Abstract:

Networks of catalysed reactions with nonlinear feedback have been proposed to play an important role in the origin of life. We investigate this possibility in a polymer chemistry with catalysed cleavage and condensation reactions, studying the properties of a well-stirred reactor driven away from equilibrium by the flow of mass. Near equilibrium the distribution of material is uninteresting; it favours short polymers but is otherwise homogenous. However, under appropriate non-equilibrium conditions, the situation changes radically: The nonlinear feedback of the reaction network focuses the material of the system into a few specific polymer species, whose concentrations can be orders of magnitude about the background.
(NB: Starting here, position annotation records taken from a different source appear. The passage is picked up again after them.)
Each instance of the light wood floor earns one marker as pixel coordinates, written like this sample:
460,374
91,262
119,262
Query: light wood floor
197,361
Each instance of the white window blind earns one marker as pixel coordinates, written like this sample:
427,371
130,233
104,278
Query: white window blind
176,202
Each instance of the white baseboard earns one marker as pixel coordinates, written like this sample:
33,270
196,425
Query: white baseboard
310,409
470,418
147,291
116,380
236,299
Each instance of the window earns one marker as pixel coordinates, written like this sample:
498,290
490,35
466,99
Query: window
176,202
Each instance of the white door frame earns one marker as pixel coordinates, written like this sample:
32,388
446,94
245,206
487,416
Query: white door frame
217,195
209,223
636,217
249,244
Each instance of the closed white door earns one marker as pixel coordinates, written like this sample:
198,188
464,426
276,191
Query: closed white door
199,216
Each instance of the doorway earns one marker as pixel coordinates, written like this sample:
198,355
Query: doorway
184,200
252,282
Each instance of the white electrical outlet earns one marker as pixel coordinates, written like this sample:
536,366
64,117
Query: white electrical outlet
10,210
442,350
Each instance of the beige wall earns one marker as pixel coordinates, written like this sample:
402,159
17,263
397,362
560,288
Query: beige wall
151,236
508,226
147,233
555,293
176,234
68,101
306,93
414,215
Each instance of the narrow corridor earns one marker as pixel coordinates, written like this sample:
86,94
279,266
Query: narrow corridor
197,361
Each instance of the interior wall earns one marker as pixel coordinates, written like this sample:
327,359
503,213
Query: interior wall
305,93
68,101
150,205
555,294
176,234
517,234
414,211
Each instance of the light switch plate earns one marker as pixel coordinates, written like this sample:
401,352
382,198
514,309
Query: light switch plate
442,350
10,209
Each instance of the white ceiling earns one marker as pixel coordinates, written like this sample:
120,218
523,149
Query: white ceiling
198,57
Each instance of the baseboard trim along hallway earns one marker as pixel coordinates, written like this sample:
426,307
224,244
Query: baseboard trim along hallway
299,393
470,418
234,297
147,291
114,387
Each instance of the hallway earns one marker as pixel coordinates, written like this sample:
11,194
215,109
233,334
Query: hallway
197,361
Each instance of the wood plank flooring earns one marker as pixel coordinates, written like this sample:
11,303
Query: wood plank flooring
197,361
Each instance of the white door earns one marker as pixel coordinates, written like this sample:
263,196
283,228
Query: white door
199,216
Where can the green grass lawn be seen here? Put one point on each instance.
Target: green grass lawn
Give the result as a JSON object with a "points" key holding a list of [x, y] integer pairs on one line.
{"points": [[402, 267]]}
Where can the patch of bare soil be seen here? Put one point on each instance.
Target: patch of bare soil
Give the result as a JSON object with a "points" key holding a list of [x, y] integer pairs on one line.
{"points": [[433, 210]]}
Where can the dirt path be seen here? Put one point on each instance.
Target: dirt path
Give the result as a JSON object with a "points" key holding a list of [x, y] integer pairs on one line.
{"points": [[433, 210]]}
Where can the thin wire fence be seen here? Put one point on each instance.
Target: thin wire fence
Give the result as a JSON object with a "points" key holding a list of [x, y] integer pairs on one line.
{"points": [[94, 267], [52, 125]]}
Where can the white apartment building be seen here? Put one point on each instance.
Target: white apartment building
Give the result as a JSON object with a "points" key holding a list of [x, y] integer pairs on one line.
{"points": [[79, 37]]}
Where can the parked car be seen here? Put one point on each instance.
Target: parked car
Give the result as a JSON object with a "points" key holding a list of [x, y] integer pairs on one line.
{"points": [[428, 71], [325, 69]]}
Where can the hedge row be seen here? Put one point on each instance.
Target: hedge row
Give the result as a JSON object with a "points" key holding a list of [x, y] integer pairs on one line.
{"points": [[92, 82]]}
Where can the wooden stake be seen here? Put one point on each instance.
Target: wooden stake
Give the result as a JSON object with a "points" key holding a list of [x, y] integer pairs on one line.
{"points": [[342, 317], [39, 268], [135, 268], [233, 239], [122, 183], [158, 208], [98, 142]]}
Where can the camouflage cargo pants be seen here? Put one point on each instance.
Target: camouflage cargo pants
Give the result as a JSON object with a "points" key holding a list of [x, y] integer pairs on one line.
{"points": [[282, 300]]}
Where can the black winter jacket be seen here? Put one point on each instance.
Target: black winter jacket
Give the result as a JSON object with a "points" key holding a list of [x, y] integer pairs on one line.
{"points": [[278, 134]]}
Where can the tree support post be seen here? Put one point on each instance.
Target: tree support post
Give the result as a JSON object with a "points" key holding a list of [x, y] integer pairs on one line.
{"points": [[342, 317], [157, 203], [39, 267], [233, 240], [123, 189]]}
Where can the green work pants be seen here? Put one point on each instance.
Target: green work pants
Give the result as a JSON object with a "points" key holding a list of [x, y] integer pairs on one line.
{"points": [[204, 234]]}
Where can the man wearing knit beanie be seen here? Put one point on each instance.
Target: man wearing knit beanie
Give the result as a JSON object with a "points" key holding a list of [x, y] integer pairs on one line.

Like a metabolism, the network of catalytic reactions "digests" the material of its environment, incorporating it into its own form. For this reason we call it an autocatalytic metabolism. We vary the diet of an autocatalytic metabolism, and demonstrate that under some variations it persists almost unchanged, while in other cases it dies. We argue that the dynamical stability of autocatalytic metabolisms gives them regenerative properties that allow them to repair themselves and to propagate through time.

Citation:

Bagley, R.J. & Farmer, J.D. (1991). 'Spontaneous Emergence of a Metabolism'. In Langton, C., Taylor, C., Farmer, J.D. & Rasmussen, S. (Eds.) "Artificial Life II". Santa Fe Institute Studies in the Sciences of Complexity, vol. X. Redwood City, CA: Addison-Wesley, 1991. pp.93-140.